Beppe Grillo nell'epoca della sua riproducibilità tecnica



La radice del male

In questa campagna elettorale specialmente caratterizzata dalla vaghezza dell’offerta politica, sia Beppe Grillo che Silvio Berlusconi hanno flirtato con i temi del sovranità economica e monetaria. A un primo livello, più superficiale, ammiccando ai sostenitori dell’uscita dall’euro; a un secondo livello, meno evidente, suggerendo la possibilità di rivedere l’attuale posizionamento geopolitico dell’Italia; e a un terzo livello, quasi occulto, dando l’impressione di dare credito alla stravagante teoria del signoraggio bancario™. Flirtare, ammiccare, suggerire, dare l’impressione: tutto sta nel formulare enunciati che siano interpretati in maniera diversa secondo l’interlocutore, impiegando metafore che alcuni leggeranno sub  figura e altri in veritate. Perché i cospirazionisti fanno comodo fino a un certo punto, però a dargli troppa corda si rischia anche di perdere credibilità. Ancora una volta tutto è nella vaghezza. Mentre andava in onda una campagna elettorale ufficiale si stava svolgendo un’altra campagna elettorale, non-detta ma perennemente evocata, a base di allucinazioni e semplificazioni.

Prendiamo appunto il signoraggio: una truffa di cui siamo vittima da millenni, anzi no da secoli, o magari solo dal 1971, truffa per cui ci troviamo tra le mani delle banconote da dieci, venti o cinquanta euro che però valgono solo pochi centesimi, perché se ci pensate sono solo pezzi di carta, e così i banchieri ci fregano la differenza tra valore nominale e costo di produzione! C’è da dire che l’argomentazione fa acqua, come spiega bene Thomas Morton. Persino Paolo Attivissimo, dal pulpito di uno che confuta ufologi e apparizioni mariane, rifiuta di occuparsi di signoraggio col pretesto che é una scemenza. Questo non ha impedito alla teoria di diffondersi, entro e fuori Internet, grazie anche agli improbabili spot di Alfonso Luigi Marra — alla cui diffusione abbiamo contribuito tutti noi, forse lasciandoci un po’ scappare la burla di mano.

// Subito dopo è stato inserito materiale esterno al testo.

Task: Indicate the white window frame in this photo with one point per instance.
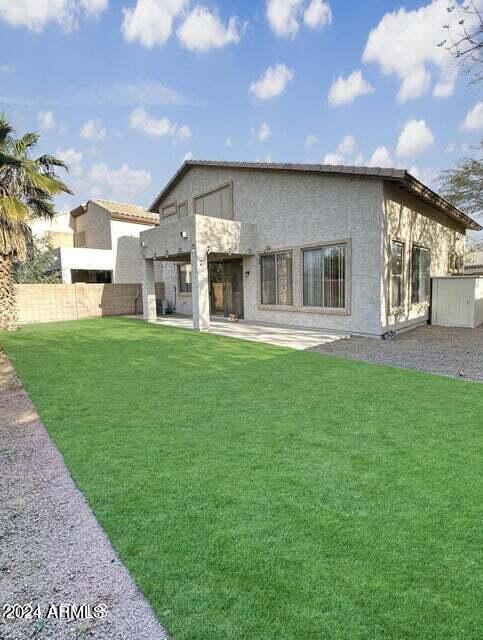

Il successo (crescente) della teoria del complotto sul signoraggio non insegna forse nulla di sensato sull’economia monetaria, ma racconta molto della nostra società. Quella del movimento anti-signoraggio é una storia italiana, vero orgoglio del made in Italy. Emerge in superficie a metà degli anni Novanta con la proposta del giurista Giacinto Auriti di azzerare il reddito da signoraggio, ovvero il profitto ottenuto dalla banca centrale che emette la moneta. Auriti, animatore fin dal 1971 di un circolo di studi politici ed economici, si è ispirato alle teorie del poeta fascista Ezra Pound che vedeva nella moneta, come fonte del debito e dell’usura, la radice di tutte le disfunzioni economiche. Sono proprio queste idee ad ispirare nel 2003 la fondazione di un movimento chiamato, appunto, CasaPound. Ma è tutto il mondo della piccola imprenditoria ad essere sensibile alla critica delle banche “usuraie”, e tanto più sensibile quanto l’accesso al credito si fa difficile.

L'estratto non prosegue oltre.